RI in Three Easy Stages

The simplest way to include information on rejects is to evaluate them using the existing scorecard criteria of ‘good’ and ‘bad’ (rejected loan applications can be used afterwards to adjust the scorecard).

The performance of an applicant is tracked for a specific period and classified as good or bad. As a first step, the data is classified into the following four blocks.

Stage 1

  • Segment 1 is divided into good and bad, depending on their actual performance.
  • For Segment 2, any applicant that satisfies the criteria for being bad is defined to be bad. (The remaining accounts are excluded from the analysis due to lack of sufficient performance window.)
  • RI is done on Segment 3, based on the good-bad information obtained from the Segment 1 and Segment 2 population (Accordingly, this population is divided into ‘Inferred Good‘ and ‘Inferred Bad’.)
  • Segment 4 is entirely left out of the analysis.

Stage 2

  • A good-bad model is developed on the Segment 1 population together with the bad obtained from Segment 2. For the purpose of this model, ‘Good’ is defined from Segment 1 and ‘Bad’ from both Segments 1 and 2.
  • On the basis of a good-bad model developed from the above population, the Segment 3 is now scored on the criteria of this ‘good-bad’ model to derive P (bad).
  • A combination of P (bad) and Heller Scores (with a reasonable cut-off for both) is then used to identify the ‘Inferred Good’ and ‘Inferred Bad’ accounts in Segment 3.
  • The ‘Good’ and ‘Bad’ (from Segments 1 and 2) and the ’Inferred Good’ and ‘Inferred Bad’ (from Segment 3) are clubbed together to form the final set of good and bad.

Stage 3

Scorecard validation is an integral part of the scorecard construct as it checks whether the newly developed scorecard is valid and robust. This stage sets out to provide the required evaluation of the scorecard’s effectiveness in predicting risks on the population that it is built on.

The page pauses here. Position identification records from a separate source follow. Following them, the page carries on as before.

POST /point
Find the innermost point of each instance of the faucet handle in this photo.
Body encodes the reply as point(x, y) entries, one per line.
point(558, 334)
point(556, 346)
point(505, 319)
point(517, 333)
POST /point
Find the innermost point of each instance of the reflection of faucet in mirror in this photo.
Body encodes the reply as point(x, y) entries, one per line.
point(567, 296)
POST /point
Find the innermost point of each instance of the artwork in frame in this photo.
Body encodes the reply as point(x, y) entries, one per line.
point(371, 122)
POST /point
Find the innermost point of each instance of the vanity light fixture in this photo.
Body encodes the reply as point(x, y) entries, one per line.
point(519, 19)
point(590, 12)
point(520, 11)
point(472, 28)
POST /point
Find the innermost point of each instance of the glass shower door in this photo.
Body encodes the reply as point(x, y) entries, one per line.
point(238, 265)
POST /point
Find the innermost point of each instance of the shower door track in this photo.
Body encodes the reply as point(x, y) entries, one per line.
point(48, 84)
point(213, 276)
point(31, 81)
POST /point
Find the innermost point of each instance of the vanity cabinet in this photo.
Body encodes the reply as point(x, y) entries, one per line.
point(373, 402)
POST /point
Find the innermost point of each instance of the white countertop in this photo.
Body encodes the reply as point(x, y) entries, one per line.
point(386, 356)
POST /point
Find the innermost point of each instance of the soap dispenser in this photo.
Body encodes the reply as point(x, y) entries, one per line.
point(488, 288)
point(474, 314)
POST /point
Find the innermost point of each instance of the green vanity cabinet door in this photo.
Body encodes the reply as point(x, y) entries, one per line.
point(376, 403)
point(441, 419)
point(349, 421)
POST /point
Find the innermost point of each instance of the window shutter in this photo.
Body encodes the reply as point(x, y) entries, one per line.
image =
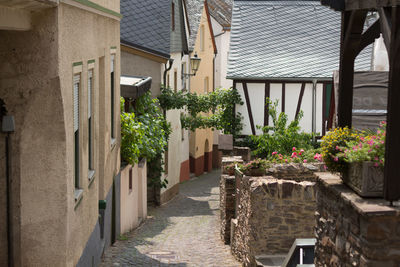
point(77, 80)
point(90, 84)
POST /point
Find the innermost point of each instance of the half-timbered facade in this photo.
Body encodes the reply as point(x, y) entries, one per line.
point(286, 51)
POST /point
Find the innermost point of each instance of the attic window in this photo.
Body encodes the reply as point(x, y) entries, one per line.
point(173, 16)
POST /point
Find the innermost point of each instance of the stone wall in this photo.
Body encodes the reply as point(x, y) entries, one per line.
point(271, 211)
point(354, 231)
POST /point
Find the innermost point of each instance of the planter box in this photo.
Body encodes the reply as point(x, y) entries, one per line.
point(365, 179)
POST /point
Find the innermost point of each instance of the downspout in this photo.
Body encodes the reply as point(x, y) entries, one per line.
point(314, 108)
point(8, 127)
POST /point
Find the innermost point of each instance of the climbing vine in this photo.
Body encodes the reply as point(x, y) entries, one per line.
point(213, 110)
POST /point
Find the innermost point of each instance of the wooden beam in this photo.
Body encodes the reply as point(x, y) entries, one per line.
point(266, 104)
point(248, 104)
point(352, 28)
point(303, 87)
point(368, 37)
point(392, 160)
point(385, 25)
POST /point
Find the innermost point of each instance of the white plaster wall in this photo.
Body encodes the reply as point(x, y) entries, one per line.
point(221, 60)
point(257, 96)
point(178, 147)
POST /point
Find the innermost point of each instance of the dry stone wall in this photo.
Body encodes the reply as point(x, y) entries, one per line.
point(272, 211)
point(354, 231)
point(227, 205)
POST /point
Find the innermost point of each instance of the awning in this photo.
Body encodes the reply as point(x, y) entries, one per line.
point(134, 86)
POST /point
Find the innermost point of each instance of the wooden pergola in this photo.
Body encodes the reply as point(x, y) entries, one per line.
point(353, 40)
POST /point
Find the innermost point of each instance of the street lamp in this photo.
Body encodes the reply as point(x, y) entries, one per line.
point(194, 64)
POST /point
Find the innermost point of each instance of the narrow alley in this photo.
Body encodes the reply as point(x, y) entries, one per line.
point(183, 232)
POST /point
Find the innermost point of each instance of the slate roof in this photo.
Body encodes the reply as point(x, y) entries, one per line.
point(286, 40)
point(194, 10)
point(146, 25)
point(221, 11)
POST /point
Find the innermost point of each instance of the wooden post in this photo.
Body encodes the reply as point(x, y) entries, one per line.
point(352, 27)
point(392, 160)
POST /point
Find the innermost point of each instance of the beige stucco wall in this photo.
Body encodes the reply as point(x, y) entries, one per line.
point(30, 86)
point(178, 147)
point(36, 84)
point(134, 65)
point(199, 137)
point(88, 36)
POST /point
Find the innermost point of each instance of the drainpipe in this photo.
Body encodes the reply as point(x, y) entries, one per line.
point(8, 127)
point(314, 108)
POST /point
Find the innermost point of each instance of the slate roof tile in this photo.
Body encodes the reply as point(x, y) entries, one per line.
point(146, 24)
point(286, 39)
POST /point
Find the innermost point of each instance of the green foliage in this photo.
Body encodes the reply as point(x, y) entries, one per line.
point(144, 134)
point(281, 138)
point(332, 147)
point(368, 147)
point(213, 110)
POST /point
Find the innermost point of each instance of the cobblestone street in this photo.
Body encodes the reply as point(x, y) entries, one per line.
point(184, 232)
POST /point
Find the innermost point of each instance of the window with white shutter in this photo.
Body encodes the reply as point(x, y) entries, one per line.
point(76, 88)
point(112, 95)
point(90, 120)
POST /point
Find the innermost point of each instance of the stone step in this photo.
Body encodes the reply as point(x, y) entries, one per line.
point(269, 260)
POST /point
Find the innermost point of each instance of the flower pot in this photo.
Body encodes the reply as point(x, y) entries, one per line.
point(365, 179)
point(255, 172)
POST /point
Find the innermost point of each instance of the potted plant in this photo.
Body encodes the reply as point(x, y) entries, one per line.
point(359, 157)
point(256, 167)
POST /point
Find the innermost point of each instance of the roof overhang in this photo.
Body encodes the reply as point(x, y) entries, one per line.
point(280, 79)
point(134, 86)
point(144, 52)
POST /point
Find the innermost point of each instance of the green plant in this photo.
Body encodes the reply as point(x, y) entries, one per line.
point(333, 144)
point(280, 137)
point(370, 147)
point(144, 134)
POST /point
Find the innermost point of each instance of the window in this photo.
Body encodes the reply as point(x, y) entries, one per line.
point(90, 119)
point(130, 179)
point(112, 95)
point(175, 81)
point(76, 89)
point(183, 76)
point(173, 16)
point(168, 79)
point(202, 38)
point(206, 85)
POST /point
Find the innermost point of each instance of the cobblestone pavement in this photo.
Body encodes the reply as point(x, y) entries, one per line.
point(183, 232)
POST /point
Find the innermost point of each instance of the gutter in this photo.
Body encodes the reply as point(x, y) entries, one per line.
point(7, 127)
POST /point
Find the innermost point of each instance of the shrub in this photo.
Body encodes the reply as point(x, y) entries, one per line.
point(280, 137)
point(333, 144)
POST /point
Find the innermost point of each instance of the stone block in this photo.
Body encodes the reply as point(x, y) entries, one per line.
point(225, 142)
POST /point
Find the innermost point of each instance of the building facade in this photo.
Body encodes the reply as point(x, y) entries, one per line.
point(202, 43)
point(59, 74)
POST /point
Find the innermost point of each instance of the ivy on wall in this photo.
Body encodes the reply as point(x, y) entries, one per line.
point(213, 110)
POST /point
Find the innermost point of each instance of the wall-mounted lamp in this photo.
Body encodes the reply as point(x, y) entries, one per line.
point(194, 65)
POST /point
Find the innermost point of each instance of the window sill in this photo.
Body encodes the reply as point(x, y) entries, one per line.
point(78, 194)
point(91, 177)
point(113, 143)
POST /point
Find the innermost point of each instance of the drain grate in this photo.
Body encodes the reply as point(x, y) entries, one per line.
point(163, 255)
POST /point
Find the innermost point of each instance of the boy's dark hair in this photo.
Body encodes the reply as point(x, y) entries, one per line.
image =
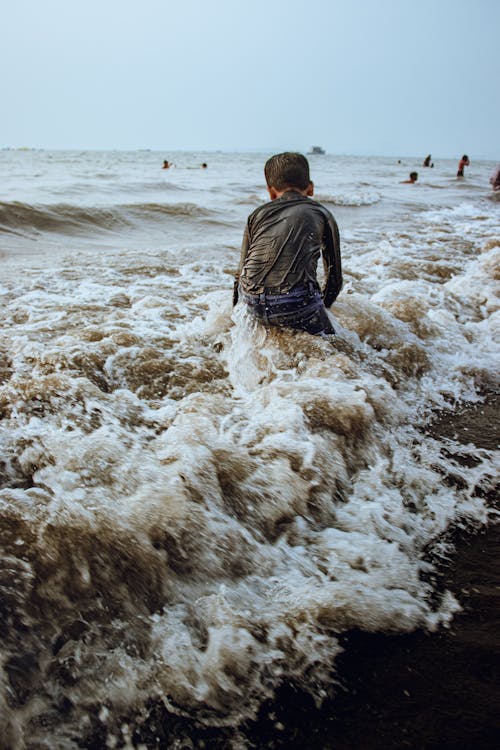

Validation is done on both ‘hold-out’ and ‘out-of-time’ samples. Measures such as Gini Co-efficient, K-S Statistic and Divergence are used to measure the true strength of the scorecard and to remove false positives.

RI is an effective technique to increase growth and revenue by increasing the application acceptance while recognizing the associated risks of bad customers. It may be a good idea to look for the ‘good’ in the ‘bad’. After all, ‘bad’ may not be all that bad.